Monday, September 08, 2008

Self Pity

Since self pity is about the only kind I get around here, allow me to indulge my sorry self.

I recently read that the progesterone in pregnancy causes feelings of breathlessness. In the third trimester, those feelings are compounded by the fact that the wee one is smooshing it's mama's lungs.

I figure since I'm on extra progesterone, I'm probably more breathless then the next pregnant woman. I'm certain it's not due to the fact that I was sadly out-of-shape before pregnancy. Nope, it's the progesterone.

So what has the power to make a breathless, pregnant woman even MORE miserable. A bad head cold.

I have no idea where I got it, but that person deserves to be tortured.

I thought my throat irritation yesterday was due to the bonfire we had in our fireplace Saturday night to destroy the documents the FBI is looking.........oops, the old financial documents we uncovered in the soon-to-be nursery (more on that in a minute).

With that as my assumption (and you know what they say about assuming), I went to Worlds of Fun yesterday (company picnic/party). We weren't there all that terribly long, but by the time I got home I knew I wasn't dealing with just throat irritation. By the time I missed almost an entire nights sleep (due to the inability to breathe), it was very clear that I was sick.

*sniffle*

I just really hope that AM doesn't get it, since he was drinking from the same water bottle I was using :(.

Now I don't mean to be dramatic (who? me?), but can people die from a cold? I seriously cannot breathe. It's not that I'm wheezing or having some sort of asthma issue, it's that I literally cannot suck in enough oxygen. I'm not a mouth breather (no offense to those that are) and being forced to breathe through my mouth is nearly as distressing as the illness itself!

'Nuff bout that.

Saturday we decided to clean out the closet in the nursery. This was necessary since we plan to put baby clothes in there and the closet was home to a variety of things ranging from my crafting supplies to, as we discovered, unpacked boxes of financial documents from when we moved in (that was 10 years ago, in case anyone's keeping track).

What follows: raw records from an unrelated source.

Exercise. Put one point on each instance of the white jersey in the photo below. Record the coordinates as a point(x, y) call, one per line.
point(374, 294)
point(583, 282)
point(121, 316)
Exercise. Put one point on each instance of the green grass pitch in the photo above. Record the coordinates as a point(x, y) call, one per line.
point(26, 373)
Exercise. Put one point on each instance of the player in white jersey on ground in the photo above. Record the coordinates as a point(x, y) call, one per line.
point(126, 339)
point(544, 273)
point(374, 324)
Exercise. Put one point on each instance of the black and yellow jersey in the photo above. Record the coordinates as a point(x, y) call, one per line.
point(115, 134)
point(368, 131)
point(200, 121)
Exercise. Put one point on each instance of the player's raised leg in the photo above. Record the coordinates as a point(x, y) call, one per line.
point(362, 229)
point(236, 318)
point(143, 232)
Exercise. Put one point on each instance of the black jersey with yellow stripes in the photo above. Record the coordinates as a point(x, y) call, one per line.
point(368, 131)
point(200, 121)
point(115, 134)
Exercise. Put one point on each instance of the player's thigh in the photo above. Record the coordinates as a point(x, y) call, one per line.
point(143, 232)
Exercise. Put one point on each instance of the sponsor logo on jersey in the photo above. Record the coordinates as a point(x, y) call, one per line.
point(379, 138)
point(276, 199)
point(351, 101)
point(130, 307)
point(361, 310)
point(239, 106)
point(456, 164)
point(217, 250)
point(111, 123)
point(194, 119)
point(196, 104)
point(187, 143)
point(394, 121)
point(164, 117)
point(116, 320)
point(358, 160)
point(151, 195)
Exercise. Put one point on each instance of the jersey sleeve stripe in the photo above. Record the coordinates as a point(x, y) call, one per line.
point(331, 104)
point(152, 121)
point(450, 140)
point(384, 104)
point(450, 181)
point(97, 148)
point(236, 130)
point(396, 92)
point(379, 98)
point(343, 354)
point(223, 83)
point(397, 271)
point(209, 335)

That closet was a little like a time capsule. We found pictures that probably haven't seen the light of day since we moved in. Old health insurance statements. I even found my birth certificate and duplicate copy of our marriage license in an old purse (I wondered where those went).

The pictures were a little depressing. I'm sure my other girlfriends can relate: you don't like to be in pictures because of some perceived physical flaw. Then, ten (fifteen) years later, you wish you had a gazillion pictures of yourself because the chances of ever being that thin or, uh, perky again are slim to none.....without serious surgical intervention.

Yeah, I found some of those pictures of myself. MotH too. Did you know he used to have brown hair? And a full head of it??? It was even long on top and flopped over his eyes in an ever-becoming "skater" hairdo.

Is it any wonder he became my stud muffin?

We also found a stash of socks. I have no idea why they were in that closet, but I suspect that's where the gremlins that steal them from my dryer hide them.

Okay. I'm done. My illness drained brain just promptly ran out of things to type. G'bye.

2 comments:

Nurse Boy said...

So you want us to let the sick lady fondle our food before we eat it? No thank you, we would rather over pay for virus free food. Notice I did not say I would rather go hungry. Fat boys got his priorities.

Imperfect Mom said...

I'll grant you it's risky, but sometimes cheap food comes with inherent dangers.